Boosy, Dani, Kate, me, and Kev at Drill Hall beach where the surf addiction all began.

Kidding. I thought that I would share my mindset because others might be struggling with the same.  This is especially true as the pandemic drags on and plans are hard to make.  I have learned so much from this move to Barbados.  The universe has sent me plenty of practice in many areas of personal growth.  Exploring my relationship to planning is one of them.

Dani and Kev, a couple that we learned to surf with last January, are back on the island.  It must be said that I love these people, as a couple and individually.  They came with me and the South Africans to Christmas dinner at Erin and Darren’s and fit in seamlessly.  It was a wonderful meal, with fun banter and lots of laughter.

We have been trying to coordinate, which I find I have lost the ability to do.  Dani and Kev don’t have a car and must hire surfboards; accordingly, they need a heads-up where we are going surfing.  With few exceptions, I have been unable to give them that information because we generally look at surf reports just as we head out the door.

Planning at this micro level is no longer a central part of my life.  There was a time when I needed to plan weeks in advance to coordinate everyone’s busy life.  Now I find comfort in knowing that I will end up with my friends surfing or playing beach volleyball.  Kate and I went to the drive-in last week, which meant giving up a sunset surf, not a dramatic re-arranging of schedules.  I used to gain comfort from planning, like a safety blanket against loneliness or being alone too much; now I become irritable when a plan is required.  I am not sure when this shift happened.  It has been a gradual process of living on a Caribbean Island.

You don’t need to live on an island to experience this.  Dani said that the departures board Christmas Eve, when they left London, was riddled with canceled flights.  Either the flight crew had COVID and/ or too many passengers canceled because they tested positive.  How far in advance did some of these people make plans and how much effort would it take to rearrange their vacations?

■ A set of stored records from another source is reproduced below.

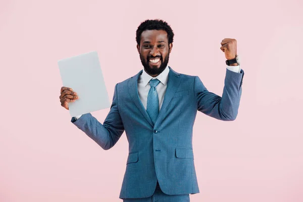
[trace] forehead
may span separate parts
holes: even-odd
[[[167,33],[164,30],[145,30],[141,34],[140,43],[144,41],[157,42],[157,41],[164,41],[167,42]]]

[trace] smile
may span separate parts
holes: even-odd
[[[157,58],[157,59],[150,59],[150,60],[149,60],[149,62],[151,62],[152,63],[154,63],[154,64],[157,63],[160,61],[160,59],[159,58]]]

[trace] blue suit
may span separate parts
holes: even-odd
[[[137,80],[142,73],[117,84],[103,124],[90,113],[72,122],[103,149],[109,149],[125,131],[129,155],[120,198],[154,193],[157,180],[167,194],[199,193],[192,150],[197,111],[223,121],[236,118],[244,72],[226,69],[222,97],[209,92],[197,76],[169,67],[167,88],[155,125],[141,102]]]

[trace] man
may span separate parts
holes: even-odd
[[[116,85],[103,124],[90,113],[72,118],[104,149],[125,131],[129,155],[120,195],[124,201],[189,201],[189,194],[199,193],[192,144],[197,110],[223,121],[237,115],[244,72],[235,60],[236,40],[221,43],[229,65],[221,97],[209,92],[198,76],[168,66],[173,37],[162,20],[142,22],[136,41],[143,70]],[[66,87],[61,92],[61,105],[68,110],[77,93]]]

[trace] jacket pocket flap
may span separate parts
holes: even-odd
[[[178,158],[193,159],[192,149],[189,147],[176,147],[176,156]]]
[[[175,93],[175,94],[174,94],[173,97],[179,97],[179,96],[185,95],[188,95],[188,93],[189,93],[189,92],[188,92],[188,90],[176,92]]]
[[[135,163],[138,161],[138,152],[133,152],[128,155],[126,164],[130,163]]]

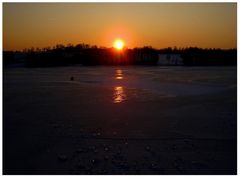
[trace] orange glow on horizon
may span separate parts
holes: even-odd
[[[124,46],[125,44],[122,39],[116,39],[113,43],[113,47],[117,50],[122,50]]]

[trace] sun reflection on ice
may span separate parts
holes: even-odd
[[[122,86],[114,87],[113,102],[121,103],[126,100],[126,94]]]
[[[115,79],[116,80],[122,80],[123,79],[122,70],[116,70]]]

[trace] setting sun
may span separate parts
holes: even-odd
[[[124,47],[124,42],[123,40],[121,39],[117,39],[114,41],[114,44],[113,44],[114,48],[116,48],[117,50],[122,50],[123,47]]]

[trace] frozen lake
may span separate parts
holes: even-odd
[[[6,173],[236,173],[236,67],[7,68],[3,75]]]

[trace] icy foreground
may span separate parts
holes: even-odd
[[[4,174],[236,174],[236,67],[9,68]]]

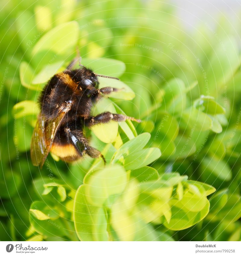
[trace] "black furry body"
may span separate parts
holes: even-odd
[[[98,75],[84,67],[72,70],[71,66],[54,76],[40,94],[41,112],[31,143],[34,165],[42,167],[50,151],[66,162],[78,160],[85,154],[105,161],[101,153],[89,145],[83,128],[111,120],[139,122],[108,112],[92,116],[92,105],[102,95],[118,90],[109,87],[99,89]]]

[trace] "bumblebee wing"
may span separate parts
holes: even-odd
[[[39,115],[33,130],[30,150],[31,159],[35,166],[38,166],[42,162],[46,147],[44,127],[44,122]]]
[[[39,122],[36,126],[36,132],[35,133],[34,131],[32,139],[34,148],[35,147],[36,149],[35,150],[35,155],[34,154],[32,157],[31,154],[31,156],[32,161],[33,159],[34,165],[35,165],[35,163],[36,164],[36,166],[39,165],[40,168],[42,168],[50,150],[58,129],[70,108],[70,102],[66,103],[64,106],[61,106],[59,109],[59,113],[56,118],[52,120],[47,120],[43,123],[39,118]],[[42,129],[43,125],[44,129]],[[41,131],[40,127],[41,128]]]

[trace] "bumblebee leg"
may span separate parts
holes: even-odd
[[[72,143],[76,147],[80,155],[86,153],[92,158],[102,157],[105,163],[105,160],[100,152],[94,148],[90,147],[88,143],[86,138],[84,136],[82,131],[79,130],[70,130],[69,128],[66,128],[65,131],[69,143]]]
[[[126,120],[131,120],[140,123],[141,120],[136,119],[134,117],[127,116],[119,114],[112,114],[109,112],[105,112],[100,114],[96,116],[88,118],[85,120],[85,125],[89,127],[100,123],[108,123],[113,120],[117,122],[121,122]]]
[[[113,92],[121,91],[123,89],[118,89],[117,88],[109,87],[103,87],[100,89],[97,89],[91,91],[90,94],[91,96],[90,98],[94,101],[99,101],[105,97],[105,95],[108,95]]]
[[[122,89],[118,89],[117,88],[114,88],[113,87],[103,87],[99,89],[99,91],[105,95],[110,94],[113,92],[118,92],[121,91]]]
[[[101,157],[105,163],[106,162],[103,155],[98,149],[94,147],[89,146],[86,150],[86,153],[92,158],[99,158],[99,157]]]

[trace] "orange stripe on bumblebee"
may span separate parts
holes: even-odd
[[[57,75],[63,83],[71,88],[73,91],[74,91],[77,89],[80,91],[82,90],[82,88],[81,87],[78,87],[78,84],[76,83],[68,74],[62,72],[59,73]]]

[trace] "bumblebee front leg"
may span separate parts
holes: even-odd
[[[141,122],[141,120],[139,119],[136,119],[134,117],[119,114],[112,114],[109,112],[105,112],[95,116],[86,119],[84,123],[85,125],[86,126],[91,127],[98,124],[108,123],[112,120],[117,122],[122,122],[126,120],[131,120],[138,123]]]

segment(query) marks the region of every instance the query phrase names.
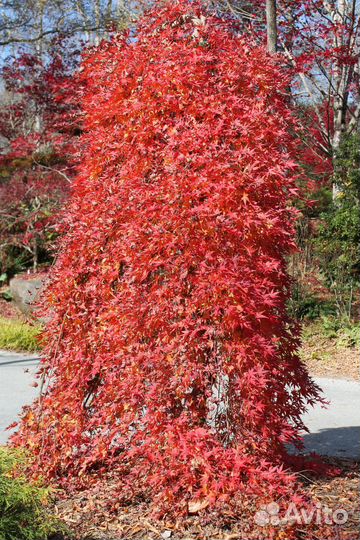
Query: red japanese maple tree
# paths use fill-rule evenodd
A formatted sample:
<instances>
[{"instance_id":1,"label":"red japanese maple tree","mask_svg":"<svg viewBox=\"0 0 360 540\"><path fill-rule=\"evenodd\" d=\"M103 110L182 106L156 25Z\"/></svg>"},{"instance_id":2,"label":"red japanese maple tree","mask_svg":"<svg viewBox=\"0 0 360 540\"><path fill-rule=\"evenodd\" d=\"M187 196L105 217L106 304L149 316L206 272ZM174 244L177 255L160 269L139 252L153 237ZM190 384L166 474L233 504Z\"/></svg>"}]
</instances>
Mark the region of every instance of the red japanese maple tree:
<instances>
[{"instance_id":1,"label":"red japanese maple tree","mask_svg":"<svg viewBox=\"0 0 360 540\"><path fill-rule=\"evenodd\" d=\"M81 77L46 390L17 441L63 485L111 470L119 497L175 510L283 494L285 445L318 399L286 312L287 77L196 2L156 6Z\"/></svg>"}]
</instances>

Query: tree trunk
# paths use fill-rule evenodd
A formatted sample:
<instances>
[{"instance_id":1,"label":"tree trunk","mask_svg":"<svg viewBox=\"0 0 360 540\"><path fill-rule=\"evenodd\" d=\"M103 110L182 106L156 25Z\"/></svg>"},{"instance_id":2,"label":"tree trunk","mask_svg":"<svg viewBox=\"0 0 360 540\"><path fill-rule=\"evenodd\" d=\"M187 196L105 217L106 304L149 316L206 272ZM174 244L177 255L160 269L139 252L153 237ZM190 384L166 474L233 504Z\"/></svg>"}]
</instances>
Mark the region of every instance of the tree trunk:
<instances>
[{"instance_id":1,"label":"tree trunk","mask_svg":"<svg viewBox=\"0 0 360 540\"><path fill-rule=\"evenodd\" d=\"M266 0L267 48L270 54L277 50L276 0Z\"/></svg>"}]
</instances>

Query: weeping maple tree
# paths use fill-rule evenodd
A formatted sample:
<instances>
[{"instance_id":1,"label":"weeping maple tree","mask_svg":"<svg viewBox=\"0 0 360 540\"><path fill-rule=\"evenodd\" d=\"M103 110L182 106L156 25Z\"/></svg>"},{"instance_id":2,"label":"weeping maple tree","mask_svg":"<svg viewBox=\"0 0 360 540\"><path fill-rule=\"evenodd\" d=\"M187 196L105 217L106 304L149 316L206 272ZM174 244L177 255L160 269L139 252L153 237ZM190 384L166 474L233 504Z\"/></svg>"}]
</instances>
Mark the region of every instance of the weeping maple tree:
<instances>
[{"instance_id":1,"label":"weeping maple tree","mask_svg":"<svg viewBox=\"0 0 360 540\"><path fill-rule=\"evenodd\" d=\"M45 383L17 442L61 485L111 471L119 497L174 511L288 493L285 446L318 399L286 312L288 80L185 1L104 42L81 78Z\"/></svg>"}]
</instances>

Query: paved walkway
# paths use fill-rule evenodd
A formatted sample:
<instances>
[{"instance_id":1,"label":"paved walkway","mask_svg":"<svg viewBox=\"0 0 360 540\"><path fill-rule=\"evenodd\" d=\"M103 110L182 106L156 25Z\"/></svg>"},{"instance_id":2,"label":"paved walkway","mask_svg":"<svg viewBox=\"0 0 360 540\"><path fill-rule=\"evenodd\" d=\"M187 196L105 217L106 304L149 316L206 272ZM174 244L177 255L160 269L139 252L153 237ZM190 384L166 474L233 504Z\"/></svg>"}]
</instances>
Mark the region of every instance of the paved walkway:
<instances>
[{"instance_id":1,"label":"paved walkway","mask_svg":"<svg viewBox=\"0 0 360 540\"><path fill-rule=\"evenodd\" d=\"M0 444L9 436L5 428L16 420L21 407L38 390L31 386L38 361L0 351ZM328 409L319 406L305 416L310 434L306 450L319 454L360 459L360 383L343 379L315 379L330 400Z\"/></svg>"}]
</instances>

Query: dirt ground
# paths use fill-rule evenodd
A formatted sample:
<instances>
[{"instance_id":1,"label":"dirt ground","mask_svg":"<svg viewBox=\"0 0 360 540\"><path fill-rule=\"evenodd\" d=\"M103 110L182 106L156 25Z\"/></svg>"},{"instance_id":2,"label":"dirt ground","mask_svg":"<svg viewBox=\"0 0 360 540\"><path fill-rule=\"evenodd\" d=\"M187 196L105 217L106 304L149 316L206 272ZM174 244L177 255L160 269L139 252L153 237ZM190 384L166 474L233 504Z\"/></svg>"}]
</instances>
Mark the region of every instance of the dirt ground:
<instances>
[{"instance_id":1,"label":"dirt ground","mask_svg":"<svg viewBox=\"0 0 360 540\"><path fill-rule=\"evenodd\" d=\"M58 502L56 513L75 533L76 540L359 540L360 464L349 460L329 460L329 463L338 468L334 477L315 478L304 471L300 480L314 506L347 512L348 519L343 525L315 523L310 528L295 525L289 530L258 526L255 522L258 508L251 503L240 518L225 512L223 523L218 525L216 520L206 523L201 512L176 522L166 518L154 521L145 504L110 512L105 502L110 485L96 493L89 490Z\"/></svg>"}]
</instances>

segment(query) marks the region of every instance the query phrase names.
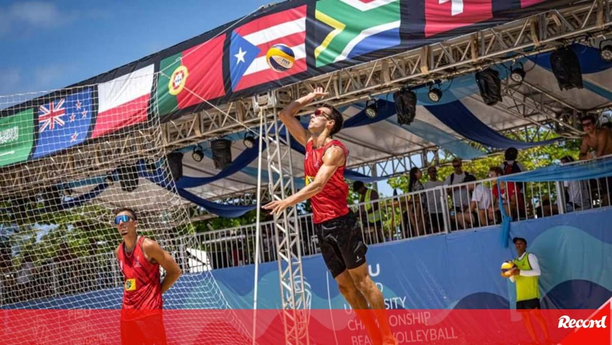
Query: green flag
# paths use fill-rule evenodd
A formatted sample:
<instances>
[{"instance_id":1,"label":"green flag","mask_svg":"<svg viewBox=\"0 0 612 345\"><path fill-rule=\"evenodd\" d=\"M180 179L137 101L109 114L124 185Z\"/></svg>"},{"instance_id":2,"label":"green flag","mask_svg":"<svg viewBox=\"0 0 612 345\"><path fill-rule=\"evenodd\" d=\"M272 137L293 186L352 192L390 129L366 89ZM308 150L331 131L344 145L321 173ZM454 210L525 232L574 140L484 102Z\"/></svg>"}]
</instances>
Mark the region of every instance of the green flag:
<instances>
[{"instance_id":1,"label":"green flag","mask_svg":"<svg viewBox=\"0 0 612 345\"><path fill-rule=\"evenodd\" d=\"M401 42L399 0L321 0L315 17L318 67Z\"/></svg>"},{"instance_id":2,"label":"green flag","mask_svg":"<svg viewBox=\"0 0 612 345\"><path fill-rule=\"evenodd\" d=\"M0 119L0 167L28 159L34 140L34 112Z\"/></svg>"}]
</instances>

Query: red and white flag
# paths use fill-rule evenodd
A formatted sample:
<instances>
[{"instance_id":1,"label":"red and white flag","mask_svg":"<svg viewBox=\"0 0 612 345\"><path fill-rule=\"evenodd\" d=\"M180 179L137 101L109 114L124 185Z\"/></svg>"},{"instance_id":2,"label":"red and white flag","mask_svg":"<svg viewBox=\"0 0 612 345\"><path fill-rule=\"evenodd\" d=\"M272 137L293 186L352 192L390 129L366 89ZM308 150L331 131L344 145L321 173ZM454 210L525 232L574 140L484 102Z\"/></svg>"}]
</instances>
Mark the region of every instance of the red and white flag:
<instances>
[{"instance_id":1,"label":"red and white flag","mask_svg":"<svg viewBox=\"0 0 612 345\"><path fill-rule=\"evenodd\" d=\"M146 121L154 68L151 64L98 85L92 138Z\"/></svg>"}]
</instances>

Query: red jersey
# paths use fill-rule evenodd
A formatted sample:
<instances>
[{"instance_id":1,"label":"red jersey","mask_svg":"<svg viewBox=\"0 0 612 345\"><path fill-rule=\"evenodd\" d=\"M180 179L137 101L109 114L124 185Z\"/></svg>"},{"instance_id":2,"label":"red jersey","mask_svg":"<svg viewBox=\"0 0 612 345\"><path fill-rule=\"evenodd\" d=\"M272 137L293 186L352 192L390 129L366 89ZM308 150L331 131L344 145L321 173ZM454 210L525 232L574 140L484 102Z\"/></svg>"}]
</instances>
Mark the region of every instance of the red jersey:
<instances>
[{"instance_id":1,"label":"red jersey","mask_svg":"<svg viewBox=\"0 0 612 345\"><path fill-rule=\"evenodd\" d=\"M323 190L310 198L313 222L315 224L333 219L348 213L348 207L346 205L348 186L344 180L344 170L346 165L346 158L348 156L348 150L342 143L334 140L319 148L313 148L312 140L309 140L306 143L306 157L304 158L306 184L308 185L315 180L316 173L323 164L323 154L325 154L325 151L332 146L337 146L344 151L345 164L336 169L334 175L323 186Z\"/></svg>"},{"instance_id":2,"label":"red jersey","mask_svg":"<svg viewBox=\"0 0 612 345\"><path fill-rule=\"evenodd\" d=\"M118 251L119 267L124 276L123 309L162 309L162 282L159 263L151 263L144 257L141 236L132 254L127 254L122 242Z\"/></svg>"}]
</instances>

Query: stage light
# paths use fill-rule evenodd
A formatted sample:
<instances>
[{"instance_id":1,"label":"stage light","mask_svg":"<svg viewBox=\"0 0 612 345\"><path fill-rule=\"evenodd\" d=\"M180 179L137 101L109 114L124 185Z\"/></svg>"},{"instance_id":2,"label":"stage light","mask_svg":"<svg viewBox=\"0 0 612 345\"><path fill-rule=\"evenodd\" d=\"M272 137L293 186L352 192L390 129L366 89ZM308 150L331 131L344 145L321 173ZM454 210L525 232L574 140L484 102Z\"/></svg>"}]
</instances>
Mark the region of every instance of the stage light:
<instances>
[{"instance_id":1,"label":"stage light","mask_svg":"<svg viewBox=\"0 0 612 345\"><path fill-rule=\"evenodd\" d=\"M521 65L518 67L517 65ZM525 80L525 70L523 66L523 63L517 63L517 64L512 66L512 72L510 72L510 78L517 83L522 83Z\"/></svg>"},{"instance_id":2,"label":"stage light","mask_svg":"<svg viewBox=\"0 0 612 345\"><path fill-rule=\"evenodd\" d=\"M414 121L417 113L417 94L404 88L393 94L397 113L397 122L400 124L410 124Z\"/></svg>"},{"instance_id":3,"label":"stage light","mask_svg":"<svg viewBox=\"0 0 612 345\"><path fill-rule=\"evenodd\" d=\"M183 154L181 152L171 152L166 155L166 161L172 178L176 181L183 176Z\"/></svg>"},{"instance_id":4,"label":"stage light","mask_svg":"<svg viewBox=\"0 0 612 345\"><path fill-rule=\"evenodd\" d=\"M247 148L253 148L255 147L255 138L252 133L247 133L244 135L244 140L242 140L242 143L244 144L244 146Z\"/></svg>"},{"instance_id":5,"label":"stage light","mask_svg":"<svg viewBox=\"0 0 612 345\"><path fill-rule=\"evenodd\" d=\"M562 91L583 88L580 62L571 49L564 47L553 51L550 55L550 66Z\"/></svg>"},{"instance_id":6,"label":"stage light","mask_svg":"<svg viewBox=\"0 0 612 345\"><path fill-rule=\"evenodd\" d=\"M211 142L212 161L215 169L223 169L231 164L231 142L227 139L217 139Z\"/></svg>"},{"instance_id":7,"label":"stage light","mask_svg":"<svg viewBox=\"0 0 612 345\"><path fill-rule=\"evenodd\" d=\"M602 44L607 42L608 44L602 47ZM606 63L612 63L612 40L604 40L599 42L599 56Z\"/></svg>"},{"instance_id":8,"label":"stage light","mask_svg":"<svg viewBox=\"0 0 612 345\"><path fill-rule=\"evenodd\" d=\"M501 81L499 73L488 68L476 72L476 84L485 104L494 105L501 99Z\"/></svg>"},{"instance_id":9,"label":"stage light","mask_svg":"<svg viewBox=\"0 0 612 345\"><path fill-rule=\"evenodd\" d=\"M442 99L442 90L437 86L431 86L429 89L429 92L427 93L427 97L431 102L439 102L440 99Z\"/></svg>"},{"instance_id":10,"label":"stage light","mask_svg":"<svg viewBox=\"0 0 612 345\"><path fill-rule=\"evenodd\" d=\"M196 162L201 162L204 159L204 151L200 145L196 145L192 152L192 158Z\"/></svg>"},{"instance_id":11,"label":"stage light","mask_svg":"<svg viewBox=\"0 0 612 345\"><path fill-rule=\"evenodd\" d=\"M365 102L365 115L370 118L374 118L378 115L378 105L375 99L368 99Z\"/></svg>"}]
</instances>

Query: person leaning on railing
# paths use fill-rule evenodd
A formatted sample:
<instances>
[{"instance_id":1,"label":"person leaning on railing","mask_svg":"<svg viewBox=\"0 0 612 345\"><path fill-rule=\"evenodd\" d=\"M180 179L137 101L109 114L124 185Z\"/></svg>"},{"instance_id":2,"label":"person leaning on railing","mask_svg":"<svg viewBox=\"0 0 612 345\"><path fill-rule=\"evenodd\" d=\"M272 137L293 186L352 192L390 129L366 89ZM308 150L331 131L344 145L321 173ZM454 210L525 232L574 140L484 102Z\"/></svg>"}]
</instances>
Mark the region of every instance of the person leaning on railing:
<instances>
[{"instance_id":1,"label":"person leaning on railing","mask_svg":"<svg viewBox=\"0 0 612 345\"><path fill-rule=\"evenodd\" d=\"M359 203L364 203L359 207L361 222L364 225L364 236L368 244L378 241L383 241L382 215L381 214L378 202L378 193L371 188L367 188L360 181L356 181L353 184L353 191L359 194Z\"/></svg>"}]
</instances>

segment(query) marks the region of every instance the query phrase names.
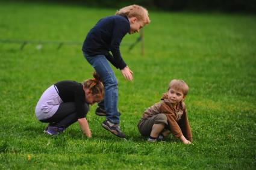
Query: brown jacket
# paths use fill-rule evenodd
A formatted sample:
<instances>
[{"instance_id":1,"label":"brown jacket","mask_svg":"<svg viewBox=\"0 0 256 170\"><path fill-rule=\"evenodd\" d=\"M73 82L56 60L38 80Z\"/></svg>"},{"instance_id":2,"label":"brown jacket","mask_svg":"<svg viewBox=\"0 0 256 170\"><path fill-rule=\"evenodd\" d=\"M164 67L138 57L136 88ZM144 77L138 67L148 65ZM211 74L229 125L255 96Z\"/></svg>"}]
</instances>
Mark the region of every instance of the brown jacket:
<instances>
[{"instance_id":1,"label":"brown jacket","mask_svg":"<svg viewBox=\"0 0 256 170\"><path fill-rule=\"evenodd\" d=\"M180 138L183 135L187 139L192 142L192 134L185 103L181 102L175 108L172 106L168 99L168 94L165 93L160 102L148 108L143 113L143 118L147 120L155 115L164 114L174 136Z\"/></svg>"}]
</instances>

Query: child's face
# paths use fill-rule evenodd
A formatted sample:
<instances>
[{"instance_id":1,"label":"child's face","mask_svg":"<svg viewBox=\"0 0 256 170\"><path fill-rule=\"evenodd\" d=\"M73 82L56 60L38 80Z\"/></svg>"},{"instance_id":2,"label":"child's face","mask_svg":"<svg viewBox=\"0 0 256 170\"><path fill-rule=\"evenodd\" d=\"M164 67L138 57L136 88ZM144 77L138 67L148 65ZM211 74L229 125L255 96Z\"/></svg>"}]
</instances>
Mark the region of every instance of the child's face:
<instances>
[{"instance_id":1,"label":"child's face","mask_svg":"<svg viewBox=\"0 0 256 170\"><path fill-rule=\"evenodd\" d=\"M144 23L142 21L139 20L136 17L129 18L130 29L129 34L140 32L140 29L144 26Z\"/></svg>"},{"instance_id":2,"label":"child's face","mask_svg":"<svg viewBox=\"0 0 256 170\"><path fill-rule=\"evenodd\" d=\"M168 97L173 106L176 106L185 99L183 92L173 88L170 88L168 91Z\"/></svg>"}]
</instances>

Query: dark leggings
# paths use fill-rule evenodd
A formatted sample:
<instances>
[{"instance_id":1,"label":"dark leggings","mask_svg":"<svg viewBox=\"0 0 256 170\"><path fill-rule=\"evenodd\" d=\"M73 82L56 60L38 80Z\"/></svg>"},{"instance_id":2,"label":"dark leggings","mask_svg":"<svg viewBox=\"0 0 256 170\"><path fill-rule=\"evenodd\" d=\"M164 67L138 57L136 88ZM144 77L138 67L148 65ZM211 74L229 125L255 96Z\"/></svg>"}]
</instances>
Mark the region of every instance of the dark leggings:
<instances>
[{"instance_id":1,"label":"dark leggings","mask_svg":"<svg viewBox=\"0 0 256 170\"><path fill-rule=\"evenodd\" d=\"M89 110L87 103L84 104L86 114ZM77 121L76 107L74 102L66 102L60 105L56 113L51 118L42 120L43 123L49 123L49 126L67 128Z\"/></svg>"}]
</instances>

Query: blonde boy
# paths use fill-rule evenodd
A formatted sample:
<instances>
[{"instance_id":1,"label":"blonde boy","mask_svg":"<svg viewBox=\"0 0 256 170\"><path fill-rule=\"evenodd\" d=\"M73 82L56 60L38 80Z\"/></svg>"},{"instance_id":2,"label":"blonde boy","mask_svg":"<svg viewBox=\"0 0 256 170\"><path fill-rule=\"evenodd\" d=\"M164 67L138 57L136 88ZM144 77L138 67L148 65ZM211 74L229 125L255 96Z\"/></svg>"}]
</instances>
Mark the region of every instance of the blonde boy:
<instances>
[{"instance_id":1,"label":"blonde boy","mask_svg":"<svg viewBox=\"0 0 256 170\"><path fill-rule=\"evenodd\" d=\"M137 125L140 134L155 142L172 133L184 144L191 144L192 134L184 103L188 91L184 80L171 80L161 101L144 112Z\"/></svg>"},{"instance_id":2,"label":"blonde boy","mask_svg":"<svg viewBox=\"0 0 256 170\"><path fill-rule=\"evenodd\" d=\"M88 33L83 46L84 57L102 78L104 84L104 99L98 103L96 114L106 116L102 127L120 138L125 138L125 134L119 126L117 80L108 61L120 69L125 79L132 80L133 71L121 56L120 43L127 33L139 32L149 22L148 11L143 7L137 5L125 7L116 15L99 20Z\"/></svg>"}]
</instances>

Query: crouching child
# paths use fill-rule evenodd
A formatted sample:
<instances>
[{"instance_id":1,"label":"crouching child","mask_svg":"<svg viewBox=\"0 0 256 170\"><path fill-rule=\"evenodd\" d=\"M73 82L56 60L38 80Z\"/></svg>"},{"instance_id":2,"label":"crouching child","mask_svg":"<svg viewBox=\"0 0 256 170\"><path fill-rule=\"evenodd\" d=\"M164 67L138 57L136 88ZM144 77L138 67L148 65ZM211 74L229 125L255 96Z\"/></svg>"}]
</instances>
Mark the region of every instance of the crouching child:
<instances>
[{"instance_id":1,"label":"crouching child","mask_svg":"<svg viewBox=\"0 0 256 170\"><path fill-rule=\"evenodd\" d=\"M184 102L188 92L189 87L184 80L171 80L161 101L143 114L137 124L140 134L149 136L148 141L155 142L172 133L184 144L192 144L192 134Z\"/></svg>"}]
</instances>

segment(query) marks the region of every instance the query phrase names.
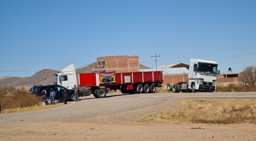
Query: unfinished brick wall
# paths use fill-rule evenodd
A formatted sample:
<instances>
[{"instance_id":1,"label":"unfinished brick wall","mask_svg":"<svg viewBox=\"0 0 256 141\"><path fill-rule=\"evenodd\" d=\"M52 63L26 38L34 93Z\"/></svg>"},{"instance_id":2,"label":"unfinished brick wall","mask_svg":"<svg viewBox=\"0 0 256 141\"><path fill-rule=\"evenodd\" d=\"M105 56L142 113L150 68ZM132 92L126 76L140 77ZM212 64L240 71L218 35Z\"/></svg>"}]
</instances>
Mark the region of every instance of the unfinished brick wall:
<instances>
[{"instance_id":1,"label":"unfinished brick wall","mask_svg":"<svg viewBox=\"0 0 256 141\"><path fill-rule=\"evenodd\" d=\"M97 62L105 61L106 65L98 67L94 71L106 70L107 72L116 71L117 72L138 72L139 67L139 56L120 55L105 56L97 57Z\"/></svg>"}]
</instances>

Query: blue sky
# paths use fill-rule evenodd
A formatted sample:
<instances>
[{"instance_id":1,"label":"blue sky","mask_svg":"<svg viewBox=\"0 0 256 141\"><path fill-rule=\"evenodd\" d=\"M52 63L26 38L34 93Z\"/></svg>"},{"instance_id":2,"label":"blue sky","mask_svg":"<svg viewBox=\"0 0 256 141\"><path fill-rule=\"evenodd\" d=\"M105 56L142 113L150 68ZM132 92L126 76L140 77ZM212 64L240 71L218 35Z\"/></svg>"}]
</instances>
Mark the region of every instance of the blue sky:
<instances>
[{"instance_id":1,"label":"blue sky","mask_svg":"<svg viewBox=\"0 0 256 141\"><path fill-rule=\"evenodd\" d=\"M244 65L256 65L255 5L254 0L0 0L0 71L78 69L97 57L120 55L139 55L155 67L156 54L158 66L204 59L216 61L221 73L229 67L239 72ZM0 72L0 78L35 72Z\"/></svg>"}]
</instances>

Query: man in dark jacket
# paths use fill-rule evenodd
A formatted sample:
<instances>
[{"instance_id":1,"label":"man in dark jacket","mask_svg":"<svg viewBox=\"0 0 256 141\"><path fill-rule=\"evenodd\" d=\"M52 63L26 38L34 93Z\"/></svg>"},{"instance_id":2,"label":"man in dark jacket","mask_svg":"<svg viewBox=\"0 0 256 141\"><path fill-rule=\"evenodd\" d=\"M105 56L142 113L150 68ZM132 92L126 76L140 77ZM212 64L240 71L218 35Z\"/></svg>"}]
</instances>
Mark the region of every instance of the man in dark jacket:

Planning at the macro level has also completely gone to shit with the pandemic.  I spoke to a couple on the weekend that has based themselves in Barbados, waiting for a Canadian company to process their visas and relocate to Calgary.  In the meantime, they found new jobs in Toronto.  I don’t want to offend anyone that lives or loves Calgary, but I think that the pandemic may have done them a favor.

I still spend many hours daydreaming about where I will spend the rest of 2022.  Will I stay in Barbados the entire year? (Although I have not left the island since I landed November 2020 and I do need a break). Will I split my time between Canada and Barbados and see how that feels and if that is accessible to me?  Or will I be more radical and go to another place that calls me?  How privileged I am to even have this dilemma!  How wonderful it is to have a Canadian passport!

What will it take for me to make these decisions? I am trying to pay attention to how I feel, rather than what I think, about new information. I am making a practice of relinquishing control.

AND if you have any experiences and knowledge that helped you stand back and receive, rather than take control and plan, I would love to hear about them.